If group succeeds, issue will go before voters in November

Detroit Free Press

http://www.freep.com/news/education/affirm13_20040113.htm

By Dawson Bell, Free Press Staff Writer

January 13, 2004; Section: Education News

Jennifer Gratz, 26, a plaintiff in the University of Michigan admissions case, holds the Michigan Civil Rights Initiative petition while embracing Dr. Carl Cohen, U-M philosophy professor who was involved in the case.

The passionate debate over affirmative action and racial preferences moved to the streets of Michigan on Monday with the launch of a petition drive aimed at ending use of race and gender in decisions about government hiring and contracting and university admissions.

The Michigan Civil Rights Initiative needs to collect 318,000 signatures in six months to qualify its proposed constitutional amendment for the November ballot.

Opponents, who mounted a small but spirited demonstration outside the hotel where the campaign was launched, said they'll try to make sure that doesn't happen.

The campaign will be run by Jennifer Gratz, a 26-year-old Southgate native who was a plaintiff in one of two lawsuits against the University of Michigan over the use of race in admissions decisions.

The U.S. Supreme Court's split decision last summer to allow the limited use of racial preferences in university admissions prompted the ballot drive.

But backers of the proposal admitted Monday they face long odds.

Supporters of affirmative action -- including a group of business, labor, civic and religious organizations that plans its own announcement today in Lansing -- said they will actively discourage voters from signing petitions. And even without opposition, gathering 2,200 signatures a day for six months is formidable for the best organized campaigns.

And Gratz and her colleagues admitted Monday that their campaign isn't one of them . . . at least not yet.

She is one of two full-time staff, along with Manager Tim O'Brien, a Detroit-area public relations consultant and political activist.

They hope to collect up to a quarter of their target of 400,000 signatures with volunteers, while using paid circulators for the rest. Gratz said Monday the group wants to raise $1 million for that purpose, and another $3 million for a fall campaign.

Bill Ballenger, publisher of the newsletter Inside Michigan Politics, said Monday it is impossible to predict how this effort will fare. Although consistently supported by a strong majority of voters in polls, there's no guarantee the group has the wherewithal to get the needed signatures, he said.

Very few ballot proposals have succeeded in meeting Michigan's high signature collection threshold without the backing of an existing support infrastructure, Ballenger said.

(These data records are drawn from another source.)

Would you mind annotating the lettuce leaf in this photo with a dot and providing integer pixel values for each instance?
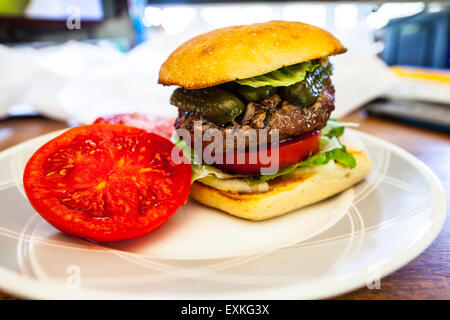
(333, 129)
(282, 77)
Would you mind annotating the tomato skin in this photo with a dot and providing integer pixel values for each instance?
(289, 152)
(106, 182)
(151, 123)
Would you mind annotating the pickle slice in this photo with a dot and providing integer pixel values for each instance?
(305, 93)
(256, 94)
(214, 104)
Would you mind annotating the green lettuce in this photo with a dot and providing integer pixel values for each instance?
(333, 129)
(282, 77)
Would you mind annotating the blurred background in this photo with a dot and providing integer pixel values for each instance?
(75, 60)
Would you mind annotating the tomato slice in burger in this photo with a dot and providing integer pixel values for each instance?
(279, 156)
(107, 182)
(151, 123)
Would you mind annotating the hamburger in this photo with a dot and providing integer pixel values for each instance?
(254, 118)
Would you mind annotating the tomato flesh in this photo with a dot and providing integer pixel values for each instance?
(157, 124)
(289, 152)
(107, 182)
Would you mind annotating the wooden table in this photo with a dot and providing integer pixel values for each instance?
(426, 277)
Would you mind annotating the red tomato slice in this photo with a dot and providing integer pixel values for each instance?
(107, 182)
(289, 152)
(151, 123)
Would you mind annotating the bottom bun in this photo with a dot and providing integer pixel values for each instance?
(284, 194)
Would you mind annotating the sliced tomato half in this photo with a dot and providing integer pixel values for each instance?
(107, 182)
(279, 156)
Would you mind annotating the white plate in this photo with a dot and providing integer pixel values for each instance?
(388, 220)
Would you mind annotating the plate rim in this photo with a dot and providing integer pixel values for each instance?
(26, 287)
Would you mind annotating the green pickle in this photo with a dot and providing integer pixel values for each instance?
(256, 94)
(214, 104)
(306, 92)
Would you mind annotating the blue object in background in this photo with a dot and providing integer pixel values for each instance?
(420, 40)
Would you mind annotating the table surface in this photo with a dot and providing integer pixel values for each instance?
(426, 277)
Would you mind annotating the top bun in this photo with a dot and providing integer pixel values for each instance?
(240, 52)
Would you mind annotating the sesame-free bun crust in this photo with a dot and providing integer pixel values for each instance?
(240, 52)
(284, 195)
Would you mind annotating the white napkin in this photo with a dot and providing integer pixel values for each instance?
(79, 81)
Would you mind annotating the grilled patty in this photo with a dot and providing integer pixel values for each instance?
(270, 114)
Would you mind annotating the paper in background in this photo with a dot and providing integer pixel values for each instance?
(79, 81)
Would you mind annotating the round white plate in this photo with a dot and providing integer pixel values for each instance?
(326, 249)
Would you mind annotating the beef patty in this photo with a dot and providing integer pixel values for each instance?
(270, 114)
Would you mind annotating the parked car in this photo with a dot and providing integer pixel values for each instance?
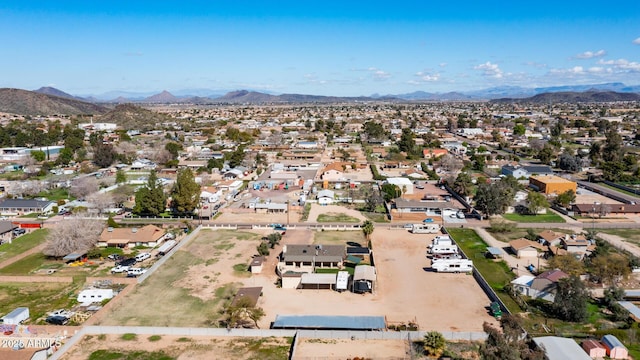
(142, 257)
(60, 312)
(127, 262)
(57, 320)
(119, 269)
(135, 272)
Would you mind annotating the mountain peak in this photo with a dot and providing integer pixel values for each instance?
(163, 97)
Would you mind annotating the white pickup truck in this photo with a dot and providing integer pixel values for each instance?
(119, 269)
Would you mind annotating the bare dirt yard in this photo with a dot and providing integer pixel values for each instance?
(193, 286)
(180, 348)
(349, 349)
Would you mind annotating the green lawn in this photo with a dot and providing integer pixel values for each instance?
(549, 217)
(339, 237)
(619, 190)
(337, 217)
(22, 244)
(497, 273)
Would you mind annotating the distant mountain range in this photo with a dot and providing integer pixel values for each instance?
(23, 102)
(573, 97)
(49, 100)
(206, 96)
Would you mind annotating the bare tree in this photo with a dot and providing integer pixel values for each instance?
(450, 163)
(83, 186)
(100, 201)
(73, 235)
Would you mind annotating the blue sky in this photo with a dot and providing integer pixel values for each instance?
(345, 48)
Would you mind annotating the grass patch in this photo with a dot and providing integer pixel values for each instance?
(339, 237)
(261, 348)
(337, 217)
(23, 243)
(549, 217)
(619, 190)
(168, 292)
(376, 217)
(129, 337)
(129, 355)
(630, 235)
(497, 273)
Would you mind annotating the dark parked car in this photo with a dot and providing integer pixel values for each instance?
(127, 262)
(57, 320)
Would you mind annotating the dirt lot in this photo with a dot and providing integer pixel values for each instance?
(185, 348)
(349, 349)
(198, 279)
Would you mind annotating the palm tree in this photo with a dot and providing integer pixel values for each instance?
(367, 229)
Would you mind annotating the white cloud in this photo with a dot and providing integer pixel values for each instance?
(428, 77)
(490, 70)
(590, 54)
(621, 65)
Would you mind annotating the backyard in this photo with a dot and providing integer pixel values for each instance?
(549, 217)
(22, 244)
(497, 273)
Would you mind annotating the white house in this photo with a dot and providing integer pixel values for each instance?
(326, 197)
(404, 184)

But there have been a few movements that could legitimately claim to have generated their own grass roots, Ballenger said. Most notably among those were the antibusing movement of the early 1970s and the antitax recalls of a pair of state senators in 1983.

State Rep. Jack Brandenberg, R-Harrison Township, one of three legislators who attended Monday's news conference, said the campaign against the use of race by government decision makers may have limited resources and few institutional allies, "but we have miles and miles of heart."

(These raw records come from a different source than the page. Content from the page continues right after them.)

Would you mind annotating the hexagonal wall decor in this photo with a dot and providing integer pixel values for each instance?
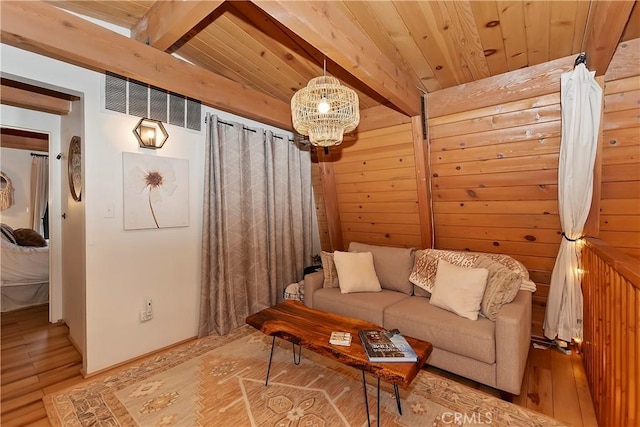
(150, 133)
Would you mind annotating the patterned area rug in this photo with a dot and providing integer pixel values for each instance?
(219, 381)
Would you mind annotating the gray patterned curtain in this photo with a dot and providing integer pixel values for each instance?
(39, 192)
(257, 223)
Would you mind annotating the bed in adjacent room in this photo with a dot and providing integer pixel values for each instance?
(24, 278)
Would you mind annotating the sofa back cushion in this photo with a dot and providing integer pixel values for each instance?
(502, 286)
(393, 265)
(424, 271)
(356, 272)
(329, 270)
(459, 289)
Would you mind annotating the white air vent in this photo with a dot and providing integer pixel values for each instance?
(141, 100)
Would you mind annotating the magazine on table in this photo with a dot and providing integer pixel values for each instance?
(386, 346)
(340, 338)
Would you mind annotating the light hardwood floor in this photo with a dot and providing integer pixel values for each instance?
(38, 358)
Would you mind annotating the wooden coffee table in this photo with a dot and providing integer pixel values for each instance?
(311, 329)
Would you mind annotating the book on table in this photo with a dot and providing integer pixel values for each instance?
(340, 338)
(386, 346)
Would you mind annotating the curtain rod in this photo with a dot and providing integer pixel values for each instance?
(249, 129)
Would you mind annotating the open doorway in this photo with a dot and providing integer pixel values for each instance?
(24, 204)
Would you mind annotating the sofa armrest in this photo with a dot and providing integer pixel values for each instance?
(513, 336)
(312, 282)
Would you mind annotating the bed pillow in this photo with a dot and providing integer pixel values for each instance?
(356, 272)
(329, 270)
(459, 289)
(8, 234)
(29, 237)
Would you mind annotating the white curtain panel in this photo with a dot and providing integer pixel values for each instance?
(39, 191)
(257, 223)
(581, 101)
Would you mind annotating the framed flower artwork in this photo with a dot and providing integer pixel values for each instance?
(156, 191)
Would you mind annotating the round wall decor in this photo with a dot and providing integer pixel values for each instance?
(75, 168)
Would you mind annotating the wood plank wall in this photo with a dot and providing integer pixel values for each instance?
(494, 183)
(494, 170)
(611, 346)
(376, 188)
(321, 213)
(620, 199)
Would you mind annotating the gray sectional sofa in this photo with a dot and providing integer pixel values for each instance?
(490, 352)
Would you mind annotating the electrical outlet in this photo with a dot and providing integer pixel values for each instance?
(144, 316)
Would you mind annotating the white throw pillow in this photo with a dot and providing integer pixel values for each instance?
(356, 272)
(459, 289)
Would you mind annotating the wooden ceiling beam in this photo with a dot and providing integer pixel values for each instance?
(329, 30)
(34, 101)
(166, 22)
(30, 25)
(606, 23)
(23, 140)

Brandenberg said he has signed up 75 volunteers in his Macomb County district to help.

But the passion on affirmative action has two sides. Opponents of the ballot proposal, denied entry to the Farmington Hills hotel conference room where the news conference was held, engaged in loud arguments outside while being monitored by Farmington Hills police.

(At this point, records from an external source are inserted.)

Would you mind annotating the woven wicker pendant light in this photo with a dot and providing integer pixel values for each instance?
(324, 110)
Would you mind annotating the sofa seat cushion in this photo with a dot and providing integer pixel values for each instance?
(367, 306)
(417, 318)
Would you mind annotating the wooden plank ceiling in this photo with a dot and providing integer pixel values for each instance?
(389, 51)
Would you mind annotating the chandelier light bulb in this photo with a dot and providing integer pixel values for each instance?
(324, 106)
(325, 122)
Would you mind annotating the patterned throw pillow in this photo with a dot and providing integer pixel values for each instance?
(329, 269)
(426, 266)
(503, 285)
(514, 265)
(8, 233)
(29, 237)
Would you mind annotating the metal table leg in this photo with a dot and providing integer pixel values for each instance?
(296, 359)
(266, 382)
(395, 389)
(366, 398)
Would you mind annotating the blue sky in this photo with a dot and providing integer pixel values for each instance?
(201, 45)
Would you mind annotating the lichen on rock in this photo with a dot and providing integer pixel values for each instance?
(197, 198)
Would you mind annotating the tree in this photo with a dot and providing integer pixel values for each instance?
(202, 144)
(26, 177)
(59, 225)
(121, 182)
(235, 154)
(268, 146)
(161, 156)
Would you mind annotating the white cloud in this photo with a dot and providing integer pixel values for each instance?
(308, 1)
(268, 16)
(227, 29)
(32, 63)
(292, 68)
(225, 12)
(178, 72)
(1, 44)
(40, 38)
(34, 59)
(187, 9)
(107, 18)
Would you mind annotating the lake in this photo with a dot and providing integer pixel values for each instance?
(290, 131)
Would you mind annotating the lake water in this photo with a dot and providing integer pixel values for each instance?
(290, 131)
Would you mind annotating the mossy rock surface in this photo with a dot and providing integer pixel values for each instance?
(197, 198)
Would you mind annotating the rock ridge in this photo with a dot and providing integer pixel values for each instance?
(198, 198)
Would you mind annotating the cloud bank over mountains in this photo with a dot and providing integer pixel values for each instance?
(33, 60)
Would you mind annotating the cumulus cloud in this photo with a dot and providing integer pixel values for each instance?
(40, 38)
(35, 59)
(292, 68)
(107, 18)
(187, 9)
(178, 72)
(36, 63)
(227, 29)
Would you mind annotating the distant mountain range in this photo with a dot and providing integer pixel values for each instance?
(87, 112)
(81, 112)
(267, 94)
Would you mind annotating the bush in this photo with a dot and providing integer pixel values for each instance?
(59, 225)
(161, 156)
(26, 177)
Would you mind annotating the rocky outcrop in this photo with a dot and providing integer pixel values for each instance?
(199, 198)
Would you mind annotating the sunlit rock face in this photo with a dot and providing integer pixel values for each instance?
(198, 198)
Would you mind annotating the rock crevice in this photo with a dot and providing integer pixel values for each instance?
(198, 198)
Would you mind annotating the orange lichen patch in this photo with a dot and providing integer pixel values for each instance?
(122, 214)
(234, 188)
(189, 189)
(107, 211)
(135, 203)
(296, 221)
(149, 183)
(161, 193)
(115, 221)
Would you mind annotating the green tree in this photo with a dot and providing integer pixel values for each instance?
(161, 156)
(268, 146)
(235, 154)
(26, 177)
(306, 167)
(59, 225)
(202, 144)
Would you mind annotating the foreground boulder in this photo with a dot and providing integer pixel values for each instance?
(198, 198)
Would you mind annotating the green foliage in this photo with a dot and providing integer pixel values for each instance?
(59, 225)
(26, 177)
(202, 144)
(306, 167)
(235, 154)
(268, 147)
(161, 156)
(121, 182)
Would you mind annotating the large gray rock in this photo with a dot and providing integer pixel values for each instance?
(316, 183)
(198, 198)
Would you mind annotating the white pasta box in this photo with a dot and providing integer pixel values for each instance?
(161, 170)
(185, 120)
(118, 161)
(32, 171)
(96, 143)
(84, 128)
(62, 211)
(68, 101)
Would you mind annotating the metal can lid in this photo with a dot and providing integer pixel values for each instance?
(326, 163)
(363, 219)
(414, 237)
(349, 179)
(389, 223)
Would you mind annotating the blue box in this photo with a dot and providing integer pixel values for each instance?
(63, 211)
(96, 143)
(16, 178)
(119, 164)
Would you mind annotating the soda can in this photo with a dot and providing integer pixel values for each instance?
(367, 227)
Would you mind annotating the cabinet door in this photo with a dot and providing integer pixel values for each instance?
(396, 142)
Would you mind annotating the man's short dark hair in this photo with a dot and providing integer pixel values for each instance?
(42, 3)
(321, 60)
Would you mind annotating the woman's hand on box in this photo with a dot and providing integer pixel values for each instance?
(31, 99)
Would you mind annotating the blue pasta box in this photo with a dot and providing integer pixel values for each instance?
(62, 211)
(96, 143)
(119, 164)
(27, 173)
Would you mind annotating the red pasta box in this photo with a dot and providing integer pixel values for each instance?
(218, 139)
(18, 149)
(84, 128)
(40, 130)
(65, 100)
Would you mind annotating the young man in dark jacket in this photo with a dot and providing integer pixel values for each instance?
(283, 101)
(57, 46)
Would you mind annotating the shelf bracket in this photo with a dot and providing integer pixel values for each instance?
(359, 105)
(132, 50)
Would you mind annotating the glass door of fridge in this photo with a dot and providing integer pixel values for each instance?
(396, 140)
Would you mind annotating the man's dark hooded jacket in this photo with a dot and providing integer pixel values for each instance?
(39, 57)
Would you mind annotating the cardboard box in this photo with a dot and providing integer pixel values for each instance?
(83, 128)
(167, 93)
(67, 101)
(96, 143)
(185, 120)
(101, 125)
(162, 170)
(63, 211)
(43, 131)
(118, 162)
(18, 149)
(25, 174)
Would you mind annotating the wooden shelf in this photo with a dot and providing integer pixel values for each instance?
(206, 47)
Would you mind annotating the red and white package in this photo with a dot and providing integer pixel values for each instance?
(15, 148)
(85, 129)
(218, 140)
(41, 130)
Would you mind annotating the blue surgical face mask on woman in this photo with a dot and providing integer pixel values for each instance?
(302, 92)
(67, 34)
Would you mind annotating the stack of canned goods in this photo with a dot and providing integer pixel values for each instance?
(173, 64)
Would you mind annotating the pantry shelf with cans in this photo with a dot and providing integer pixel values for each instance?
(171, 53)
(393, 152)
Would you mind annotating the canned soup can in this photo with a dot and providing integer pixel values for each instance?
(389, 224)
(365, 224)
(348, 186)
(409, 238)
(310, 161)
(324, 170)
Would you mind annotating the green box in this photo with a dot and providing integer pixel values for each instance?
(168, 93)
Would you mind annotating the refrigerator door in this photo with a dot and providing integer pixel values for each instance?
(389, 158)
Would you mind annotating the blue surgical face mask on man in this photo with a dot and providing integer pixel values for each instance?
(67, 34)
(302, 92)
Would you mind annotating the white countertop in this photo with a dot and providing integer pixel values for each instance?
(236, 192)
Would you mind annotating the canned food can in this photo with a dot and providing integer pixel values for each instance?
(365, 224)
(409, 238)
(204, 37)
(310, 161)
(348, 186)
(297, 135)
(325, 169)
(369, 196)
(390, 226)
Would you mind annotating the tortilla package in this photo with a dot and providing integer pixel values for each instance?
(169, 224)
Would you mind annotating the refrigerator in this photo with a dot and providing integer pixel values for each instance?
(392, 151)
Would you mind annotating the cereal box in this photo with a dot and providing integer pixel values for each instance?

Backers of the proposed ban "won't let us in because we're prepared to tell the truth about segregation in Michigan," said Tanya Troy, a spokeswoman for BAMN (the Coalition to Defend Affirmative Action, Integration and Fight for Equality By Any Means Necessary).

"We have the most segregated state in the nation in terms of education. This attempt to do away with affirmative action will only increase the level of segregation."